It’s unclear to me why the numbers you are report are only absolute numbers. I would expect that there are a bunch of factors that can make the wastewater more or less concentrated and thus have an effect on the reads but that you would want to filter out.
It’s my understanding that when doing influenza vaccines for a session the specific strain of the influenza virus matters a lot. Currently, the dashboard doesn’t seem to answer questions like “How does the dominant Influenza B strain differ today from last year?” and “Did the predictions they make at the beginning this year when they formulated the vaccine for this session actually pick the strains that are now dominant?”
The idea of seeking objectivity here is not helpful if you want to contribute to the scientific project. I think that Larry McEnerney is good at explaining why that’s the case, but you can also read plenty of Philosophy and History of Science on why that is.
If you want to contribute to the scientific project thinking about how what you doing relates to the scientific project is essential.
I’m not sure what you mean with “validity” and whether it’s a sensible thing to talk about. If you try to optimize for some notion of validity instead of optimizing for doing something that’s valuable to scientists, you doing something like trying to guess the teachers password. You are optimizing for form instead of optimizing for actually creating something valuable.
If you innovate in the method you are using in a way that violates some idea of conventional “validity” but you are providing value, you are doing well. Against Method wasn’t accidently chosen as title. When Feynman was doing his drawings the first reaction of his fellow scientists was that they weren’t “real science”. He ended up getting his Nobel Prize for them.

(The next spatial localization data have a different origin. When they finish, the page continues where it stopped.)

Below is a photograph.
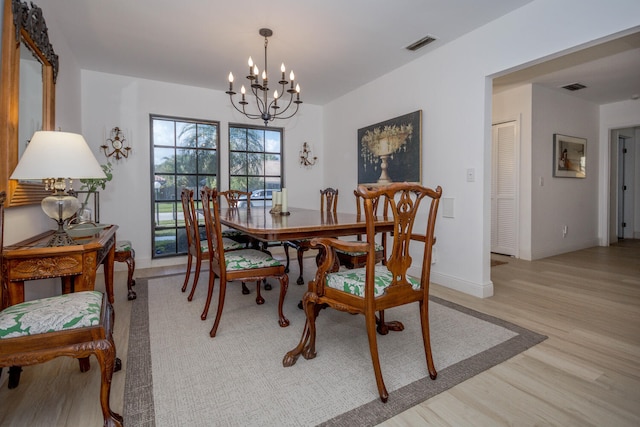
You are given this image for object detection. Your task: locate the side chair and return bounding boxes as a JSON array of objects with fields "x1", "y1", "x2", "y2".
[
  {"x1": 283, "y1": 182, "x2": 442, "y2": 403},
  {"x1": 221, "y1": 189, "x2": 292, "y2": 291},
  {"x1": 200, "y1": 186, "x2": 290, "y2": 337},
  {"x1": 284, "y1": 187, "x2": 338, "y2": 285},
  {"x1": 180, "y1": 188, "x2": 244, "y2": 301}
]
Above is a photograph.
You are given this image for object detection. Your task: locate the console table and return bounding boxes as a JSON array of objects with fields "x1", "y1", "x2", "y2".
[{"x1": 2, "y1": 225, "x2": 118, "y2": 309}]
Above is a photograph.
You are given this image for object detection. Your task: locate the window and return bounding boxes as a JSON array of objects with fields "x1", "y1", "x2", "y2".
[
  {"x1": 151, "y1": 115, "x2": 219, "y2": 258},
  {"x1": 229, "y1": 124, "x2": 283, "y2": 208}
]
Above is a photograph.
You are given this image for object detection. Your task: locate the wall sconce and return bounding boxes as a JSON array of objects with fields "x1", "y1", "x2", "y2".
[
  {"x1": 299, "y1": 142, "x2": 317, "y2": 167},
  {"x1": 101, "y1": 126, "x2": 131, "y2": 160}
]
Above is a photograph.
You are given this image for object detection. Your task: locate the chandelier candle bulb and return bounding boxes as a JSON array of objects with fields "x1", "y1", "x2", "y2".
[{"x1": 228, "y1": 72, "x2": 234, "y2": 92}]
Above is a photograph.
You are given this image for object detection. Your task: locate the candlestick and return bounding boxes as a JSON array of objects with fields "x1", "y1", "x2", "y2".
[{"x1": 281, "y1": 188, "x2": 288, "y2": 214}]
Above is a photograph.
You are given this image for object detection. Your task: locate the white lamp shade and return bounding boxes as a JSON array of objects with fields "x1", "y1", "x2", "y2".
[{"x1": 10, "y1": 130, "x2": 106, "y2": 180}]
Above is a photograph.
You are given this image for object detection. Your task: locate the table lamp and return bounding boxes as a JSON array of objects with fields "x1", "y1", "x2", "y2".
[{"x1": 10, "y1": 130, "x2": 106, "y2": 246}]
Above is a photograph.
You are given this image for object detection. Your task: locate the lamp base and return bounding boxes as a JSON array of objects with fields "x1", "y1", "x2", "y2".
[
  {"x1": 47, "y1": 219, "x2": 78, "y2": 247},
  {"x1": 41, "y1": 192, "x2": 82, "y2": 246}
]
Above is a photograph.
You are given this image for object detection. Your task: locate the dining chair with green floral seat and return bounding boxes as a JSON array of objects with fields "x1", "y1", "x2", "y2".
[
  {"x1": 200, "y1": 186, "x2": 290, "y2": 337},
  {"x1": 180, "y1": 188, "x2": 245, "y2": 302},
  {"x1": 335, "y1": 189, "x2": 398, "y2": 335},
  {"x1": 221, "y1": 189, "x2": 292, "y2": 289},
  {"x1": 283, "y1": 182, "x2": 442, "y2": 403}
]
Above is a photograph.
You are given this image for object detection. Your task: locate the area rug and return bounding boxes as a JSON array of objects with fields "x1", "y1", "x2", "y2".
[{"x1": 124, "y1": 272, "x2": 546, "y2": 427}]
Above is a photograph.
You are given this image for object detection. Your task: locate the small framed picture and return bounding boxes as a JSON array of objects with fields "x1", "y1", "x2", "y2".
[{"x1": 553, "y1": 134, "x2": 586, "y2": 178}]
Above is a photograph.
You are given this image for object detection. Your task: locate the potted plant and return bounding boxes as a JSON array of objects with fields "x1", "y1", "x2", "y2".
[{"x1": 76, "y1": 162, "x2": 113, "y2": 223}]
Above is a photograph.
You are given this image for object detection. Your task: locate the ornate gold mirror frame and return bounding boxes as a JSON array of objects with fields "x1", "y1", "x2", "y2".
[{"x1": 0, "y1": 0, "x2": 57, "y2": 207}]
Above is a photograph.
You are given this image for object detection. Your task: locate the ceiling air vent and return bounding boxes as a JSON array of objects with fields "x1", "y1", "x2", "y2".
[
  {"x1": 405, "y1": 35, "x2": 437, "y2": 51},
  {"x1": 562, "y1": 82, "x2": 587, "y2": 91}
]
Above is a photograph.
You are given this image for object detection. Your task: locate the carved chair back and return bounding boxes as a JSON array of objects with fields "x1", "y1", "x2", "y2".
[
  {"x1": 180, "y1": 188, "x2": 202, "y2": 257},
  {"x1": 201, "y1": 186, "x2": 227, "y2": 268},
  {"x1": 221, "y1": 190, "x2": 251, "y2": 209},
  {"x1": 320, "y1": 187, "x2": 338, "y2": 214}
]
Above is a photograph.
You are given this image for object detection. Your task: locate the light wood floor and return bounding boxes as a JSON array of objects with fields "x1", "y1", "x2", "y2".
[{"x1": 1, "y1": 241, "x2": 639, "y2": 426}]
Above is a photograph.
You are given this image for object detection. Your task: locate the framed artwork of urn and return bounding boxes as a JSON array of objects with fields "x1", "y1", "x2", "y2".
[{"x1": 358, "y1": 110, "x2": 422, "y2": 186}]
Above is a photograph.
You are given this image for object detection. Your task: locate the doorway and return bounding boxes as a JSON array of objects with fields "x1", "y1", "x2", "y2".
[
  {"x1": 609, "y1": 127, "x2": 638, "y2": 242},
  {"x1": 491, "y1": 121, "x2": 518, "y2": 256}
]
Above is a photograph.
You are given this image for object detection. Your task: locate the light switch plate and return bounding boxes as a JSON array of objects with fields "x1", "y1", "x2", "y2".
[
  {"x1": 466, "y1": 168, "x2": 475, "y2": 182},
  {"x1": 442, "y1": 197, "x2": 454, "y2": 218}
]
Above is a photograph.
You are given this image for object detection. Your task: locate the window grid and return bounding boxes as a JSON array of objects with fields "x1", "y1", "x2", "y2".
[
  {"x1": 228, "y1": 124, "x2": 283, "y2": 207},
  {"x1": 151, "y1": 115, "x2": 219, "y2": 258}
]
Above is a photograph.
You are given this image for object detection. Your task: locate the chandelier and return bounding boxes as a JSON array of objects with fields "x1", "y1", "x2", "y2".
[{"x1": 226, "y1": 28, "x2": 302, "y2": 126}]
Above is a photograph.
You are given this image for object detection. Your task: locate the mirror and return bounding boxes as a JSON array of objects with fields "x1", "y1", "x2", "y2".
[
  {"x1": 19, "y1": 37, "x2": 43, "y2": 160},
  {"x1": 0, "y1": 0, "x2": 57, "y2": 207}
]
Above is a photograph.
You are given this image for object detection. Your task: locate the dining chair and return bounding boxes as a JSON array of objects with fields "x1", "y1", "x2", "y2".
[
  {"x1": 180, "y1": 188, "x2": 244, "y2": 301},
  {"x1": 221, "y1": 189, "x2": 292, "y2": 290},
  {"x1": 284, "y1": 187, "x2": 338, "y2": 285},
  {"x1": 283, "y1": 182, "x2": 442, "y2": 402},
  {"x1": 200, "y1": 186, "x2": 290, "y2": 337}
]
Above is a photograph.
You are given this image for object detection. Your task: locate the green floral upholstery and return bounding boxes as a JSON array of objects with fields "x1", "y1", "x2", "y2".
[
  {"x1": 0, "y1": 291, "x2": 103, "y2": 339},
  {"x1": 200, "y1": 238, "x2": 244, "y2": 252},
  {"x1": 225, "y1": 249, "x2": 282, "y2": 271},
  {"x1": 325, "y1": 265, "x2": 420, "y2": 297},
  {"x1": 222, "y1": 229, "x2": 243, "y2": 238},
  {"x1": 115, "y1": 240, "x2": 132, "y2": 252},
  {"x1": 336, "y1": 242, "x2": 384, "y2": 257}
]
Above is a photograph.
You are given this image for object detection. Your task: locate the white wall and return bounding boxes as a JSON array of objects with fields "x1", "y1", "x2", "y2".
[
  {"x1": 323, "y1": 0, "x2": 640, "y2": 297},
  {"x1": 81, "y1": 71, "x2": 323, "y2": 269},
  {"x1": 530, "y1": 85, "x2": 600, "y2": 258}
]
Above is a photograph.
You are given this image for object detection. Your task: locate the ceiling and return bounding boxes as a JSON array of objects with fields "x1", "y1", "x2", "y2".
[
  {"x1": 493, "y1": 31, "x2": 640, "y2": 105},
  {"x1": 36, "y1": 0, "x2": 639, "y2": 106}
]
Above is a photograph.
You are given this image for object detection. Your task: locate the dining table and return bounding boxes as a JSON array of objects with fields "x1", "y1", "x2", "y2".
[{"x1": 218, "y1": 206, "x2": 392, "y2": 243}]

As far as novelty goes, the query you are proposing isn’t really a good way to determine novelty. To check novelty a better way is not to ask “Is this novel?” but “Is there prior art here?” Today, a good way to check that to run deep research reports. If your deep research request comes back with “I didn’t find anything” that a better signal for novelty than an question asking whether something is novel being answered with “yes”. LLMs don’t like to answer “I didn’t find anything if you let them run deep research request, they are much more willing to say something is novel when you ask them whether it’s novel.
Actually, a lot of scientific progress happens that way. You run experiments that they have results that you surprise you. You think about how to explain the results that you got and that brings you a better understanding of the problem domain you are interacting with.

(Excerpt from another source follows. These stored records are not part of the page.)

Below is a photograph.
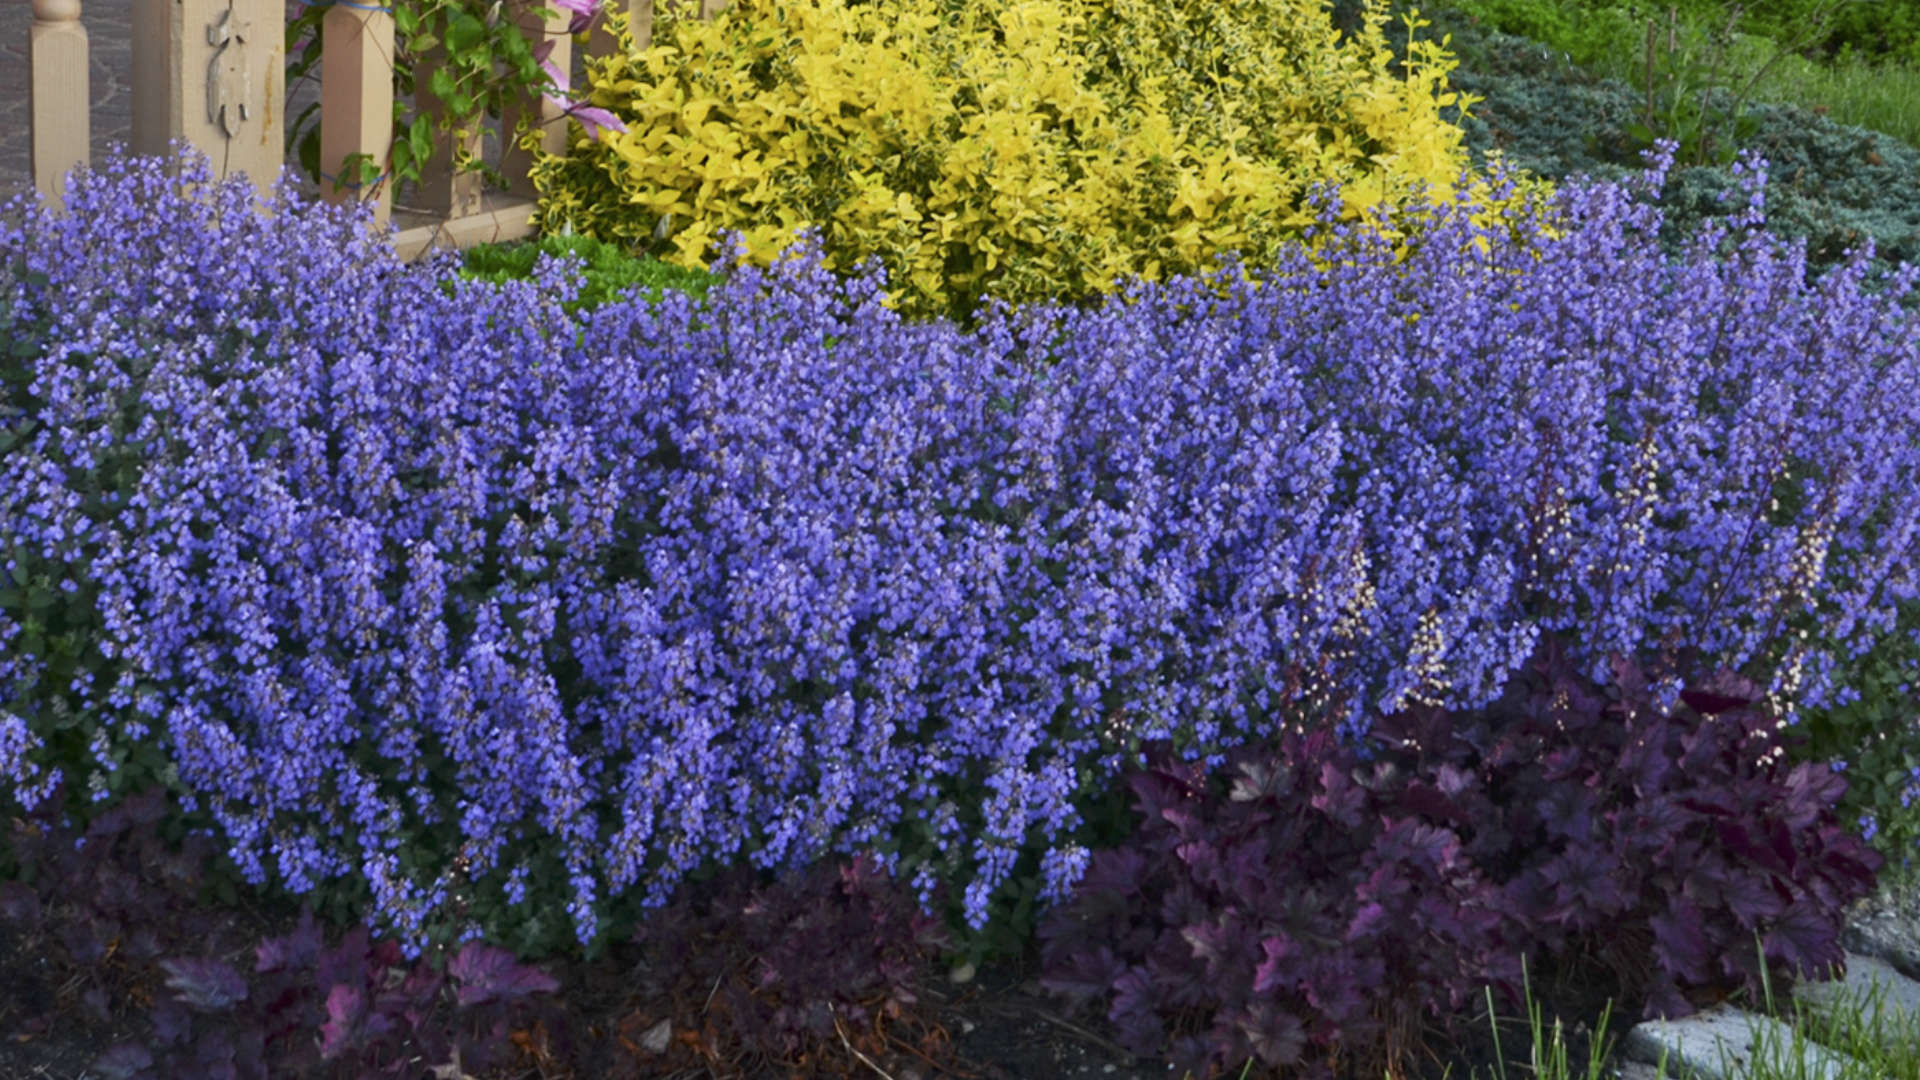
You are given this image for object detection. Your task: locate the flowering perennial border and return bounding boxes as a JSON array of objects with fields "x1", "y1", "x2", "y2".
[{"x1": 0, "y1": 146, "x2": 1916, "y2": 954}]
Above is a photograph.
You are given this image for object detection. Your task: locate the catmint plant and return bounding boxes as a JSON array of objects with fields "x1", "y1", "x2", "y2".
[{"x1": 0, "y1": 141, "x2": 1915, "y2": 961}]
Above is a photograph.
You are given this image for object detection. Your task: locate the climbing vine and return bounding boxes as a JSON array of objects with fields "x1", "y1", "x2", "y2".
[{"x1": 284, "y1": 0, "x2": 620, "y2": 201}]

If you want to create something intellectually valuable you need to go through the intellectual work of engaging with counter arguments to what you are doing. If an LLM provides a criticism of your work, that criticism might be valid or it isn’t. If what you are doing is highly complex, the LLM might now understand what you are doing and that doesn’t mean that your idea is doomed. Maybe, you can flesh out your idea more clearly. Even if you can’t and the idea provides value it’s still a good idea.